The IRS issued Rev. Proc. 2019-34
on Aug. 6 providing simplified procedures for life insurance companies to obtain automatic consent to change their methods of accounting for discounting of life insurance reserves, Section 807(c)(3) reserves and capitalizing specified policy acquisition expenses to comply with the amendments to Sections 807 and 848 made by the Tax Cuts and Jobs Act (TCJA). Life insurance companies are generally required to make changes to comply with the statutory revisions in their first taxable year beginning after Dec. 31, 2017.
Prior to the changes made by the TCJA, tax reserves for life and annuity insurance companies required a complicated actuarial calculation involving the use of special tables and rates, and limits related to the Cash Surrender Value (CSV) and the Statutory Reserve. The TCJA modified Section 807(d) such that a set rate of 92.81% would be used instead of the actuarial tax reserve calculation, but kept the limits related to CSV and the Statutory Reserve.
Section 848 was modified to extend the amortization period of specified policy acquisition expenses from 120 months to 180 months. It also modified the rates used to calculate the premiums that are determined to be specified policy acquisition expenses as follows:
- Annuity life insurance premiums increases to 2.09% from 1.75%
- Group life insurance premiums increases to 2.45% from 2.05%
- Other life insurance premiums increases to 9.20% from 7.70 %
In order to reduce administrative burden, the IRS has provided a simplified process that allows taxpayers to appropriately address the changes required by the TCJA. Rev. Proc. 2019-34 explicitly waives the requirement to file a Form 3115. It also waives the eligibility rules in Section 5 of Rev. Proc. 2015-13, which allows taxpayers to make the change in the final year of a trade or business, or in the year in which the taxpayer engages in a liquidation or reorganization to which Section 381 applies, among other things.
The TCJA requires a life insurance company to compute a transition adjustment for the taxable year of change by calculating its insurance reserves as of the close of the taxable year preceding the first taxable year beginning after Dec. 31, 2017, using the new discount rate and comparing it to the losses computed under the old discount rate.
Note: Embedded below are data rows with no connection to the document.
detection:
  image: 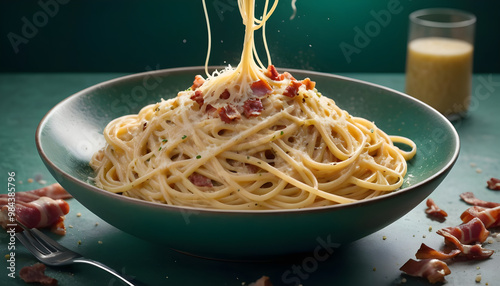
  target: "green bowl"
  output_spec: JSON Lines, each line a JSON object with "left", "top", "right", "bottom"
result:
{"left": 36, "top": 67, "right": 459, "bottom": 260}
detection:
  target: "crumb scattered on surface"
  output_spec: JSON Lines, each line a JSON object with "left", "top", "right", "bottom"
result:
{"left": 76, "top": 213, "right": 82, "bottom": 217}
{"left": 5, "top": 254, "right": 10, "bottom": 259}
{"left": 422, "top": 235, "right": 426, "bottom": 238}
{"left": 77, "top": 240, "right": 82, "bottom": 245}
{"left": 428, "top": 226, "right": 432, "bottom": 232}
{"left": 95, "top": 223, "right": 99, "bottom": 226}
{"left": 476, "top": 168, "right": 482, "bottom": 173}
{"left": 27, "top": 178, "right": 34, "bottom": 183}
{"left": 98, "top": 241, "right": 103, "bottom": 244}
{"left": 475, "top": 274, "right": 482, "bottom": 283}
{"left": 38, "top": 180, "right": 47, "bottom": 185}
{"left": 382, "top": 236, "right": 387, "bottom": 240}
{"left": 68, "top": 225, "right": 73, "bottom": 228}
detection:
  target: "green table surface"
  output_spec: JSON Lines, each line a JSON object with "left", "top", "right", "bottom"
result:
{"left": 1, "top": 72, "right": 499, "bottom": 286}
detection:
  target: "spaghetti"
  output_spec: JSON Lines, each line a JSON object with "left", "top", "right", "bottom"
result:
{"left": 90, "top": 0, "right": 416, "bottom": 210}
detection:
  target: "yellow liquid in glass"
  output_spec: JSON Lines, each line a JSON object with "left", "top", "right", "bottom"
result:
{"left": 405, "top": 37, "right": 473, "bottom": 116}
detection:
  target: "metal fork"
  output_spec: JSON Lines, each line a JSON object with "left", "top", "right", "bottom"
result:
{"left": 15, "top": 222, "right": 138, "bottom": 286}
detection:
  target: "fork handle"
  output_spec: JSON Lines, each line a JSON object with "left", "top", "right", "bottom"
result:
{"left": 73, "top": 258, "right": 138, "bottom": 286}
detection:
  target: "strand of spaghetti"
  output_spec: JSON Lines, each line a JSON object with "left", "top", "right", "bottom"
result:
{"left": 178, "top": 106, "right": 295, "bottom": 180}
{"left": 202, "top": 0, "right": 211, "bottom": 77}
{"left": 390, "top": 135, "right": 417, "bottom": 160}
{"left": 269, "top": 142, "right": 319, "bottom": 189}
{"left": 298, "top": 98, "right": 359, "bottom": 160}
{"left": 225, "top": 152, "right": 357, "bottom": 204}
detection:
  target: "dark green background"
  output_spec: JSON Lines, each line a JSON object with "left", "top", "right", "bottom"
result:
{"left": 1, "top": 0, "right": 499, "bottom": 73}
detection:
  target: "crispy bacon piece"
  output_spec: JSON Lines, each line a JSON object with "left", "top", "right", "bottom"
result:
{"left": 243, "top": 99, "right": 263, "bottom": 118}
{"left": 436, "top": 217, "right": 489, "bottom": 245}
{"left": 265, "top": 65, "right": 280, "bottom": 81}
{"left": 191, "top": 75, "right": 205, "bottom": 91}
{"left": 0, "top": 184, "right": 71, "bottom": 235}
{"left": 279, "top": 72, "right": 296, "bottom": 81}
{"left": 190, "top": 90, "right": 204, "bottom": 106}
{"left": 251, "top": 79, "right": 273, "bottom": 96}
{"left": 0, "top": 183, "right": 71, "bottom": 203}
{"left": 220, "top": 89, "right": 230, "bottom": 100}
{"left": 436, "top": 219, "right": 494, "bottom": 260}
{"left": 218, "top": 105, "right": 241, "bottom": 123}
{"left": 461, "top": 244, "right": 494, "bottom": 260}
{"left": 487, "top": 177, "right": 500, "bottom": 190}
{"left": 301, "top": 78, "right": 316, "bottom": 90}
{"left": 283, "top": 80, "right": 303, "bottom": 98}
{"left": 19, "top": 263, "right": 57, "bottom": 286}
{"left": 188, "top": 173, "right": 213, "bottom": 188}
{"left": 50, "top": 216, "right": 67, "bottom": 236}
{"left": 205, "top": 104, "right": 216, "bottom": 114}
{"left": 425, "top": 198, "right": 448, "bottom": 220}
{"left": 1, "top": 197, "right": 70, "bottom": 233}
{"left": 400, "top": 259, "right": 451, "bottom": 284}
{"left": 415, "top": 243, "right": 460, "bottom": 260}
{"left": 460, "top": 205, "right": 500, "bottom": 228}
{"left": 460, "top": 192, "right": 500, "bottom": 208}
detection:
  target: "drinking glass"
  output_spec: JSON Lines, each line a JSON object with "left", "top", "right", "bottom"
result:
{"left": 405, "top": 8, "right": 476, "bottom": 120}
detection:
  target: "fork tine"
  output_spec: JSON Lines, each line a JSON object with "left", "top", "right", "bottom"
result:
{"left": 29, "top": 228, "right": 70, "bottom": 252}
{"left": 16, "top": 230, "right": 53, "bottom": 256}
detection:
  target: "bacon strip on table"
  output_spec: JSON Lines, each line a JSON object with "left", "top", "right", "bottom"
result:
{"left": 461, "top": 244, "right": 495, "bottom": 260}
{"left": 460, "top": 205, "right": 500, "bottom": 228}
{"left": 0, "top": 183, "right": 71, "bottom": 203}
{"left": 425, "top": 198, "right": 448, "bottom": 220}
{"left": 1, "top": 197, "right": 70, "bottom": 233}
{"left": 436, "top": 219, "right": 494, "bottom": 260}
{"left": 415, "top": 243, "right": 460, "bottom": 260}
{"left": 0, "top": 184, "right": 71, "bottom": 235}
{"left": 487, "top": 177, "right": 500, "bottom": 190}
{"left": 436, "top": 217, "right": 489, "bottom": 245}
{"left": 399, "top": 259, "right": 451, "bottom": 284}
{"left": 460, "top": 192, "right": 500, "bottom": 208}
{"left": 19, "top": 263, "right": 57, "bottom": 286}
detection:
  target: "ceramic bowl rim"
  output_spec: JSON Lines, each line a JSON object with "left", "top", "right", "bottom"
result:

The difference is considered to be the Section 481(a) adjustment required for the change in method and is included in the insurance company’s gross income over an eight-year period. A life insurance company must also compute a separate Section 481(a) adjustment for changes to the Section 807(c)(3) reserves that is generally taken into account entirely in the year of change for a favorable adjustment, and ratably over four years for an unfavorable adjustment. A taxpayer may elect instead to include an unfavorable adjustment entirely in the year of change. Changes required under Section 848 are made on a cut-off basis, and therefore a Section 481(a) adjustment is neither permitted nor required.
A taxpayer following this revenue procedure may generally receive audit protection for prior years’ Section 807(c)(3) and 848 methods. A taxpayer does not receive audit protection for the change related to its life insurance reserves. This procedure is effective for the first taxable year beginning after Dec. 31, 2017.
If a taxpayer properly filed a Form 3115 prior to Aug. 26, 2019, to request consent for any of the three changes described in this revenue procedure, and the Form 3115 is pending with the IRS National Office, the taxpayer may opt to convert the change to the automatic procedures. Notification needs to be sent no later than Sept. 25, 2019, or the date on which a letter ruling is received, whichever comes first.